Our mothers came from different places: hers reared in the hills of West Virginia in a hardscrabble life of parents who made their way doing farm work and raising children. They lived in rental homes as the family shuffled from West Virginia to Pennsylvania for work.
My mother, Esther Phillips, was born in a Harlem tenement also to laborers, my grandmother, who cleaned homes and other people’s laundry, and grandfather, who chased down ambulances for lawyers and did other odd jobs.
Neither of our mothers graduated from high school, but both earned their GEDs. Bahorich’s mom took on several part-time jobs at various times to help pay the bills while raising three children — one born with heart defects so severe, he had purple skin until age 11.
“Mom had a paper route, delivering the Charleston Daily Mail to the whole region containing several towns,” Bahorich said. “Every day after school, I would join my brother and mother and deliver papers until well after dark.

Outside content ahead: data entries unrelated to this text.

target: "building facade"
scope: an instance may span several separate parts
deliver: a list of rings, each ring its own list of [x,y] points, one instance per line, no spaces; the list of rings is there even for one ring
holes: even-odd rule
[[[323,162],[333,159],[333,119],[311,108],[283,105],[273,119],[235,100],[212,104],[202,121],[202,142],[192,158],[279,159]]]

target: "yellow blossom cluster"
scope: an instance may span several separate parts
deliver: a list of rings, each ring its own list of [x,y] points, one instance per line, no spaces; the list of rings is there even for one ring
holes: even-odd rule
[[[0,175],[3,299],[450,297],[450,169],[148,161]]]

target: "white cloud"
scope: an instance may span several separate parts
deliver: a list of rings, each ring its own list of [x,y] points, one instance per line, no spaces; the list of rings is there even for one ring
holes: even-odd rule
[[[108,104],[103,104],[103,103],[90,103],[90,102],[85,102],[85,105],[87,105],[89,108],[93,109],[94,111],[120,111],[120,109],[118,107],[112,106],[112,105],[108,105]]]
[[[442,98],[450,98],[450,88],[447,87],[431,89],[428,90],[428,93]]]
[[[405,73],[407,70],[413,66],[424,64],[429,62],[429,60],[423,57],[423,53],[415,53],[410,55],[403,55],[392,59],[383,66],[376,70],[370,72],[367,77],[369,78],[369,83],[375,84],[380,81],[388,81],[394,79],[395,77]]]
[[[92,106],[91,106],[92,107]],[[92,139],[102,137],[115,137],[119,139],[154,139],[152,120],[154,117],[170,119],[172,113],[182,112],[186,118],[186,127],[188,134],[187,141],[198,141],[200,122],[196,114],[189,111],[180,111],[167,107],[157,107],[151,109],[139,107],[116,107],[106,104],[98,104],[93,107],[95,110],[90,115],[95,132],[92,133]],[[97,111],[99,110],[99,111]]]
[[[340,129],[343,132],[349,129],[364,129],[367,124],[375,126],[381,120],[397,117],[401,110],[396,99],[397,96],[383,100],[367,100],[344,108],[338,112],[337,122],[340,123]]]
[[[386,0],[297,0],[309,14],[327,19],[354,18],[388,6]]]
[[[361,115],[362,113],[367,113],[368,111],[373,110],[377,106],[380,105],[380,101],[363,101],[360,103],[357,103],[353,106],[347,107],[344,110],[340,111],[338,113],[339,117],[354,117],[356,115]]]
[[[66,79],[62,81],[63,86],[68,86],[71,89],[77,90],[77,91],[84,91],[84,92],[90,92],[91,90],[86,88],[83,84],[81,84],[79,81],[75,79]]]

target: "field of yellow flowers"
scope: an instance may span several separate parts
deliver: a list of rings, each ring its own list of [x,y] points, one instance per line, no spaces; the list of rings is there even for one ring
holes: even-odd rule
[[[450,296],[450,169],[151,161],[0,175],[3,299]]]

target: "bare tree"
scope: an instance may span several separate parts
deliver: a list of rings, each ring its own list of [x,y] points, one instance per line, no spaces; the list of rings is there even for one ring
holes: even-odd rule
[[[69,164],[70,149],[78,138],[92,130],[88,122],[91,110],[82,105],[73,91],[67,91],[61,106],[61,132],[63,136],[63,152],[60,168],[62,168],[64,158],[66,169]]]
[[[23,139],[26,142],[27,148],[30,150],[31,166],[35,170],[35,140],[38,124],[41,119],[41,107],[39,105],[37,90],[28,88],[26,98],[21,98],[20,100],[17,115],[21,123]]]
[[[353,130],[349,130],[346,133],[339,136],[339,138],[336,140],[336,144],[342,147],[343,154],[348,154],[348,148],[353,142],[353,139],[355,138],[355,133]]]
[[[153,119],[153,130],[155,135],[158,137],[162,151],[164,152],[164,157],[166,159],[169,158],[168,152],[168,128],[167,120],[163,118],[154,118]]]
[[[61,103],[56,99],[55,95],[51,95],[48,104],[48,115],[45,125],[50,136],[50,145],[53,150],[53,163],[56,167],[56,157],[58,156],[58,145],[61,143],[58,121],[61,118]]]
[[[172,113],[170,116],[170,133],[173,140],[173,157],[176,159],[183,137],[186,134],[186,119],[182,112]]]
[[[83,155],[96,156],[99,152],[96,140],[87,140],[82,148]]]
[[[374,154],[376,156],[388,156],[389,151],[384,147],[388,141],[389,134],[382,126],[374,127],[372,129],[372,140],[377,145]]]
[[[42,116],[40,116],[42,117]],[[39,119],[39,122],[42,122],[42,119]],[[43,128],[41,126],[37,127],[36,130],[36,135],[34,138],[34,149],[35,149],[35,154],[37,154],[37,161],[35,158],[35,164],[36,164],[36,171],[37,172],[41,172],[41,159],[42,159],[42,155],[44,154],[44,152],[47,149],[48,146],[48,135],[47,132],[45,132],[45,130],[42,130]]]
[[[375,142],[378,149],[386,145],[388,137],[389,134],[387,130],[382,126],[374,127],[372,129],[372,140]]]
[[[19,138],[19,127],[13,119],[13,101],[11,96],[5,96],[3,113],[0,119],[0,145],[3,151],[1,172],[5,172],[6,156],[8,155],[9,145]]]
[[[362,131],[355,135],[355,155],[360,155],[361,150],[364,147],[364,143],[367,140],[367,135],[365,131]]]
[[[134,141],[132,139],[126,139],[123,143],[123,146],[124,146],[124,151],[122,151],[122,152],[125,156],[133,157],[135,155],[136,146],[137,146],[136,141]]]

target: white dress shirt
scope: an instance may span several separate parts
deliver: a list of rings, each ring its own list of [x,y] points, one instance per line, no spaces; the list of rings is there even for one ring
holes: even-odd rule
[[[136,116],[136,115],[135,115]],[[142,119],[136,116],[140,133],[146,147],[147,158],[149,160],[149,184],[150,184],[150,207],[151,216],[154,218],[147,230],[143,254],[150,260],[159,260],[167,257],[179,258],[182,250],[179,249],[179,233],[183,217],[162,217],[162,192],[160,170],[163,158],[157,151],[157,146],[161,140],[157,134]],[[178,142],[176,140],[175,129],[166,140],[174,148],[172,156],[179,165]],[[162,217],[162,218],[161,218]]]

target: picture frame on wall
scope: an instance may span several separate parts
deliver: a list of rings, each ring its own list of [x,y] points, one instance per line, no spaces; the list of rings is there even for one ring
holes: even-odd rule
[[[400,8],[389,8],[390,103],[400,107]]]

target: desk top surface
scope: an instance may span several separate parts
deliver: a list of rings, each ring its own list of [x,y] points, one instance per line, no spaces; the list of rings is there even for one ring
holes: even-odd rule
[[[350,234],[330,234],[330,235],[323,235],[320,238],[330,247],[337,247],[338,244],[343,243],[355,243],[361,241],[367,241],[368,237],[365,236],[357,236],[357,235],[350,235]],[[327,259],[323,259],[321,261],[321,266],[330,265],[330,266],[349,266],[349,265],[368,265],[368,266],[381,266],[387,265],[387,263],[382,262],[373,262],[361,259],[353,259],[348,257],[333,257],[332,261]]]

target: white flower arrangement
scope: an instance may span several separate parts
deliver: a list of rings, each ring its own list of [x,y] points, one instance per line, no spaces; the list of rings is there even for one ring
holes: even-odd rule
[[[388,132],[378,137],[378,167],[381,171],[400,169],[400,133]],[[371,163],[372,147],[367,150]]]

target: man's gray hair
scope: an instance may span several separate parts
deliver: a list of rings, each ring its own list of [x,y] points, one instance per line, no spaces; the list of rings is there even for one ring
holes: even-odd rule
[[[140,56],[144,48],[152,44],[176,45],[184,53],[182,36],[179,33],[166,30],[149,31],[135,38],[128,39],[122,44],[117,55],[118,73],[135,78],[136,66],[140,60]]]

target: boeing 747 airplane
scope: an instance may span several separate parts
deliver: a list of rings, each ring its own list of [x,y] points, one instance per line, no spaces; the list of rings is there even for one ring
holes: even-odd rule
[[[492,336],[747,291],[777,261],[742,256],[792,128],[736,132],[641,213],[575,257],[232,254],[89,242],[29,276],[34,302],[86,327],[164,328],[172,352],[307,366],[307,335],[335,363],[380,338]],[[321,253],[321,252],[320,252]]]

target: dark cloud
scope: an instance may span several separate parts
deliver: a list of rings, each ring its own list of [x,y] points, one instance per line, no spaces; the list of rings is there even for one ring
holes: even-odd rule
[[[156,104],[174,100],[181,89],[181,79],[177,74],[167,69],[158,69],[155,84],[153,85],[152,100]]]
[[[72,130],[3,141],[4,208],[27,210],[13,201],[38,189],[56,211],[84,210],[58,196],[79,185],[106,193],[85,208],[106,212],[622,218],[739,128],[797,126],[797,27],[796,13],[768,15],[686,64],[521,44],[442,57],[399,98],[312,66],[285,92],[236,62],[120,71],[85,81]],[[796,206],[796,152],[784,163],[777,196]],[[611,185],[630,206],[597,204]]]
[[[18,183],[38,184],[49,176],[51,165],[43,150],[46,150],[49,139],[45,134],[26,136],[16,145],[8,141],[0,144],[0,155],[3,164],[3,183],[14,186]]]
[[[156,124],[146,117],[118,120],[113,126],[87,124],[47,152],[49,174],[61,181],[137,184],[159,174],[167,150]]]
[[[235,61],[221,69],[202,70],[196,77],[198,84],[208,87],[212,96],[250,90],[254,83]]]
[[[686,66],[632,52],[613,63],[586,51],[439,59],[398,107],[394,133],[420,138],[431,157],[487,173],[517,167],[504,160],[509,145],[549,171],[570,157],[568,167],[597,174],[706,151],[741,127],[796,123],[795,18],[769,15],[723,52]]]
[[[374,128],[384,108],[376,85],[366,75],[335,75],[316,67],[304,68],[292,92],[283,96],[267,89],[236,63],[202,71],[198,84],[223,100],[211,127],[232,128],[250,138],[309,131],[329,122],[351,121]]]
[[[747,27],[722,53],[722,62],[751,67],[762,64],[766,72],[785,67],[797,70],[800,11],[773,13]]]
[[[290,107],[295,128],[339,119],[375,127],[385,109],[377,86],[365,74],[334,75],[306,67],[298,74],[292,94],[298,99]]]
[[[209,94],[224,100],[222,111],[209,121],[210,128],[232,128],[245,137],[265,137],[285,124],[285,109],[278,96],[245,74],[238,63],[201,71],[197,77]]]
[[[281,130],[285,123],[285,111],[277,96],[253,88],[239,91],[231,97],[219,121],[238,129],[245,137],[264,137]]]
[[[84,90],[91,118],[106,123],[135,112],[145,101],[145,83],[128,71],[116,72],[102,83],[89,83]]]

“She later took on being a Tupperware dealer. Eventually, she worked at a local clothing department store, where she bought material to make some of my clothes.”
My mother, too, had three children. I’m the middle child, as is Bahorich. While working full-time as a secretary for a hospital administrator, mom went to college at night, earning her associates of arts degree from our local community college on Long Island. She raised some grandchildren as her own and helped pay for neighbors’ funerals when they couldn’t afford such expenses.
At nearly 88, she still is independent, living in an apartment less than 10 minutes from my home. She texts me daily, does her banking online and Googles — God knows — too many things. She once ended up on a risqué senior dating site. She ends her texts with “LOL,” which can be very odd when telling the family about a death of someone we know.
She thinks it means “lots of love.” None of us will tell her otherwise.
At nearly 91, Bahorich’s mom isn’t slowing down. She has traveled to Kenya, India, Thailand and Brazil — not to sightsee, but to lay cinder blocks for churches and assist health care workers. At her senior apartment complex in Houston, she runs Caring Friends, which supports neighbors in need.
Both our mothers suffered tragedies, losing children, husbands and siblings. Through it all, they kept their faith and took care of others.
If we want to see American exceptionalism, we need only to look to our moms.